07. This year's vernal allergy season has been particularly awful, and I've been taking Benadryl (or the Target generic version, which is much less expensive) daily for almost a month now. I've actually woken up a few times from a sound sleep asphyxiating because the mucus membranes in my nose are swollen completely closed, which has never happened before that I can recall. I love spring time, and we seem to finally be moving into steadily warmer weather (yesterday was the only exception to this), but the allergies are hell.

08. Something that occurred two Fridays ago, and which I feel deserves some mention: I received an email from my exing-wife saying that her cat, Jasper, had died. He was 18 years old. I am not aware of the specific circumstances of his death (I assume he was euthanized), but I had known that his condition was deteriorating this past year. He and I lived together for roughly 3 years, and knew each other for a year before becoming housemates. He was a grumpy, gluttonous old bastard (Iunia and Euander, in particular, found him frightening and ogre-like), and I'm sad about his death. He loved my exing-wife ferociously, and she loved him; they were together for 18 years, longer than any other relationship she's had. Whenever she was traveling he would stop eating for the first couple days (and this cat loved food only slightly less than he loved her) until resignation kicked in and he took solace in eating. One of my great fears throughout my marriage was that he would die while she was away, and so I'm glad they were together when he died. I know he'll be missed.

Wednesday, April 13, 2011

Stil Restless, Still Dreaming

2011.04.13
Days Remaining: 405

01. It's been almost two months since I last posted to this blog, and that lacuna reflects a major change in my plans for the future: my contract at Baskerville College was very unexpectedly renewed due to the generosity and patronage of my Assistant Dean of Faculty, Department Chair, and various other professors all pulling together a funding package sufficient to support me for another year. What that did, however, was completely rewrite this blog's raison d'etre, as suddenly the countdown before leaving Connecticut was radically reset and expanded.

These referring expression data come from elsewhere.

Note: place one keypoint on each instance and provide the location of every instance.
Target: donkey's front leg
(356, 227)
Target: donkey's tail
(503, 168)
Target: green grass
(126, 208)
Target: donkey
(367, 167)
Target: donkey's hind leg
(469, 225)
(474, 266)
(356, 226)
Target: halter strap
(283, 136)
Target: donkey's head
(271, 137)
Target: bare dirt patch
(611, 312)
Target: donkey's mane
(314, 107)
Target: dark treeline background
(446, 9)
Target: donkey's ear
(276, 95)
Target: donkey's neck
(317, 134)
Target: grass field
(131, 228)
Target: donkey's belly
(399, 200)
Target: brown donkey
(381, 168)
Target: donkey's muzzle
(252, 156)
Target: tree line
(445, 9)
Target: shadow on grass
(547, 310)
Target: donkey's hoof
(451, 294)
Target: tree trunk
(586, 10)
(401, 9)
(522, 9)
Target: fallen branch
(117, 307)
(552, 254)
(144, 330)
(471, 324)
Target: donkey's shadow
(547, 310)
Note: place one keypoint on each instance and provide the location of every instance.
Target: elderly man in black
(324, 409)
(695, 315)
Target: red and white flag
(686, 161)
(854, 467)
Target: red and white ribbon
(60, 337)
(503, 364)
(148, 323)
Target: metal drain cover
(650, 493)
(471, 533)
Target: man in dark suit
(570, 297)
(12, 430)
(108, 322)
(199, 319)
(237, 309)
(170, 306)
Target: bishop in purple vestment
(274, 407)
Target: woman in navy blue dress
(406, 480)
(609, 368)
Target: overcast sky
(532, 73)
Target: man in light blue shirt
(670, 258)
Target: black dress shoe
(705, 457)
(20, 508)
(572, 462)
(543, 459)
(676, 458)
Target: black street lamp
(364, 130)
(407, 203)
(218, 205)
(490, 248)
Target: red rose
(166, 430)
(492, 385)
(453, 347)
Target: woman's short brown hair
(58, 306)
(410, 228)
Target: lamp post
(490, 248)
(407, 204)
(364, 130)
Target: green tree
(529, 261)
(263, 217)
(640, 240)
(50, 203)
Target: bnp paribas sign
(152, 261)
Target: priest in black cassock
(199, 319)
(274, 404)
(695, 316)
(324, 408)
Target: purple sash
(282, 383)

02. Although I was very grateful for the extension of my contract, all the more so because I had not been able to find a self-supporting job in Delaware, I ran aground, emotionally, on the fact that I'd be here in New England for another year. I have been drifting, a bit, in emotional and psychological terms, coming to grips with the implications of that, and of the impending deadline for my divorce, which weighs heavily on my mind the past few weeks especially. It has not been easy, and I got out of step with blogging. But I will now aim to restart the practice and be more communicative.

03. So, I'm still here, and still restless, and still dreaming like Endymion.